Although yesterday’s morning held the promise of spring, today’s held the promise of floods, and lots of them. There has been a steady drizzle falling all day, giving the already chilled air a miserable feeling. No hint of spring in the air today, oh no. The perfect thing to do would have been to stay in bed and sleep the nasty weather away. I forged ahead though and went to the one place in the Midwest that I knew would make the sun shine in my heart.
Hobby Lobby. I tell you, I am going to miss that store when I move back to Maryland. Just the act of walking into Hobby Lobby puts a bounce in my step and a song in my heart. I don’t have to buy anything, although I frequently do. Walking through the aisles looking at the brightly colored items would be enough to perk anyone up.

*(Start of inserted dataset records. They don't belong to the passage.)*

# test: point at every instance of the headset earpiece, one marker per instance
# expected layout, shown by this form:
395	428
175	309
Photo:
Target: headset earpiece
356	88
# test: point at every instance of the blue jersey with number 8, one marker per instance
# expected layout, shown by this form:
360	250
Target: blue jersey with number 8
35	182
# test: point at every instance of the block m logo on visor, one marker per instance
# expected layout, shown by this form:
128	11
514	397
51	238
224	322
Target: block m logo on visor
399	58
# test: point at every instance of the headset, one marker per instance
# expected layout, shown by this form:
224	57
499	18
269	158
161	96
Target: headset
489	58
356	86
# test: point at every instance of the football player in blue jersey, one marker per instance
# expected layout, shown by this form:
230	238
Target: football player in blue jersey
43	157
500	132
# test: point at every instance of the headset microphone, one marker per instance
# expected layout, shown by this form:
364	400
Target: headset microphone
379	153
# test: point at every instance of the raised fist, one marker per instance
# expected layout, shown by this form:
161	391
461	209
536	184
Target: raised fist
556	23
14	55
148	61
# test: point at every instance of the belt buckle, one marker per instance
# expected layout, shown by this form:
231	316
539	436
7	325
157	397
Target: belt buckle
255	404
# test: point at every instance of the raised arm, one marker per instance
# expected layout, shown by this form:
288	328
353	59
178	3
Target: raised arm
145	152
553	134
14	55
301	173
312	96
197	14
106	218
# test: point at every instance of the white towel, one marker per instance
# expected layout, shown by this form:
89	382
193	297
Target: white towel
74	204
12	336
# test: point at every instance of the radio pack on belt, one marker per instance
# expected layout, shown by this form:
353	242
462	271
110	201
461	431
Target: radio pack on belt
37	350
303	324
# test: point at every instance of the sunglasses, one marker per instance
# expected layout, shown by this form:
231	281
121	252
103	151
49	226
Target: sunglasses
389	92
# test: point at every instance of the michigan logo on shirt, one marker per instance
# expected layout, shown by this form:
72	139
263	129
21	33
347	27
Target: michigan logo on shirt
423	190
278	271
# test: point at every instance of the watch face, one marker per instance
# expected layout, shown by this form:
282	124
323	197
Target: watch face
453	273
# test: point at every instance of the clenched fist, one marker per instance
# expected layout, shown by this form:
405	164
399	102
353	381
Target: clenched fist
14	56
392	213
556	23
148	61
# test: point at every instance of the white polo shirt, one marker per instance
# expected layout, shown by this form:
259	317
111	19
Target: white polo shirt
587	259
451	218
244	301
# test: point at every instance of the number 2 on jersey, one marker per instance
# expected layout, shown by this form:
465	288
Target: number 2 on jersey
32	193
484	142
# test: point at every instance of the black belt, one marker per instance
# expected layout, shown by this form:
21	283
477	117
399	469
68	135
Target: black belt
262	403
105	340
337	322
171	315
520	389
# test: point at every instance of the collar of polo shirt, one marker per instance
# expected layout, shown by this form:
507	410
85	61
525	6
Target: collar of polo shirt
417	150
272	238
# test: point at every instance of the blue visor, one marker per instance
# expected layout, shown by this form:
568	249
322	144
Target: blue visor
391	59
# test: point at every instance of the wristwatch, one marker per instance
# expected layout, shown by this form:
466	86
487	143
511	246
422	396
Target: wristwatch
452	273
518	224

I did manage to find a few items that had to make their way into my cart. A couple for me, a couple for my daughter and even one for my grandpug, Booger.
Click on image to see my neighbors flooded yardI really needed a perk today, not only because of the weather, but also because the weather has flooded my neighbor’s yards. No one is going to want to buy my house when they see the neighbors yards flooded. They will think we are in a flood zone. Good old Indiana’s monsoon season. Damn it!

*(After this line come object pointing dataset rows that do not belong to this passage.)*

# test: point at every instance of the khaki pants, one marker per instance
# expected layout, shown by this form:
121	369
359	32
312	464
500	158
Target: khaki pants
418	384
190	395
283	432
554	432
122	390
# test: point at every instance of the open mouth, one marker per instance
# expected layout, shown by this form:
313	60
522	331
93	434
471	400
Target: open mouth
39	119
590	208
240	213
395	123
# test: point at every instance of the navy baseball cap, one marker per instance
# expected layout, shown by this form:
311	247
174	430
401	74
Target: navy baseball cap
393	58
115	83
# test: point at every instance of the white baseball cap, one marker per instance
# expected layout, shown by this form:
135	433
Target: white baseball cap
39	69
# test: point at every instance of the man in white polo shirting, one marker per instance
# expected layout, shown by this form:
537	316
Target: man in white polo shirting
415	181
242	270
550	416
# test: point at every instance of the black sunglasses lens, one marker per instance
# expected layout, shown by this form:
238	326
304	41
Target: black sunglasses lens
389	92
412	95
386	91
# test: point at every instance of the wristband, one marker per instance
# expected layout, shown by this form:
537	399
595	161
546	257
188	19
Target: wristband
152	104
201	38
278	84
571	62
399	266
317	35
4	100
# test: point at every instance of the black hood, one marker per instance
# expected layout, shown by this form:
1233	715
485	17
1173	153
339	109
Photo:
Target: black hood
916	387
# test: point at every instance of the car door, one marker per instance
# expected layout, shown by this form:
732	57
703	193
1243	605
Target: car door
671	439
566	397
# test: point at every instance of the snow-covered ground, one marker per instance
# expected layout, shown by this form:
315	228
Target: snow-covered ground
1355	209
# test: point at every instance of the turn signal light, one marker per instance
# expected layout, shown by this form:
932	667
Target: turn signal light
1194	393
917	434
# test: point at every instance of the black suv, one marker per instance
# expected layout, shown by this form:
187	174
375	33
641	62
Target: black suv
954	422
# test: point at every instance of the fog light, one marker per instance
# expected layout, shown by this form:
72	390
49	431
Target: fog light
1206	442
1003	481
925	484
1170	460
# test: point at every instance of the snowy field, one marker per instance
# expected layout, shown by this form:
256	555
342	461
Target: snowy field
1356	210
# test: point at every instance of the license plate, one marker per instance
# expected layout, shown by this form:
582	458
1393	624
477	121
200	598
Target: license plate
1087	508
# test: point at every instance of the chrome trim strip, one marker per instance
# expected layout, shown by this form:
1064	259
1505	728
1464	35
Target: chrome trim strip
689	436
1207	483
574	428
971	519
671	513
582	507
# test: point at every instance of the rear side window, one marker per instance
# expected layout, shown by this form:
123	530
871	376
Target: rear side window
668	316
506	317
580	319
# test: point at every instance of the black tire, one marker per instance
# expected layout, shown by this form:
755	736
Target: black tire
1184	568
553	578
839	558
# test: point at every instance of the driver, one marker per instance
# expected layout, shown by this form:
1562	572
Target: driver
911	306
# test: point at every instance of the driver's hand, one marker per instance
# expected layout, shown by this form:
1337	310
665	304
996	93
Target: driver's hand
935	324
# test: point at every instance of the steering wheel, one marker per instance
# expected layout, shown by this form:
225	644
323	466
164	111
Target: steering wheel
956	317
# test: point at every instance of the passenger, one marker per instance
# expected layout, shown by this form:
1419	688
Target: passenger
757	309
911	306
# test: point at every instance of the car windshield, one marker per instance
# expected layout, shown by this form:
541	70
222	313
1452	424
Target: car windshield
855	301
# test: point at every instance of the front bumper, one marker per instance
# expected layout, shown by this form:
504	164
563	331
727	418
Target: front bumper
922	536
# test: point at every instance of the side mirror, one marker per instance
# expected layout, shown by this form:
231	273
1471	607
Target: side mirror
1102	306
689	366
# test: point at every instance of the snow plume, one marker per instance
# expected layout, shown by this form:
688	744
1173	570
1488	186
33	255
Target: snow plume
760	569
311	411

This afternoon, when I went to the mailbox to gather the mail, I saw a young dude in an expensive silver sports car sitting in front of the faith healers house, looking over at my house. He drove over to me and asked me how much we were asking for the house. I told him, he thanked me and drove away. I have a couple of problems with this interaction. First of all, why is he looking at a house that costs less than his car? Secondly, why didn’t he get his lazy butt out of his car and grab a flyer from the box in front of him, which has the price emblazed on the front. I wonder if he was a real estate investor looking for a cheap house to rent out or something. Must not have been too impressed though because I haven’t gotten a call for a showing yet.
Late this afternoon I went to a local coffee shop to drink no foam lattes, read gossip magazines and people watch. I wish I had taken my digital camera with me. I saw a
woman …
man … person that looked very out of place. This
woman …
man person was carrying a woman’s purse. It wasn’t a “man purse” either. Everyone was staring because, quite frankly, the
woman …
man … person looked freaky as hell. I would swear it was a man, as he had a severe case of hair loss. The few hairs he had in the back were long and hung down to his shoulders. I’m getting a case of queasy stomach thinking about it, so maybe I’d better change the subject. Or go vomit. Or maybe both.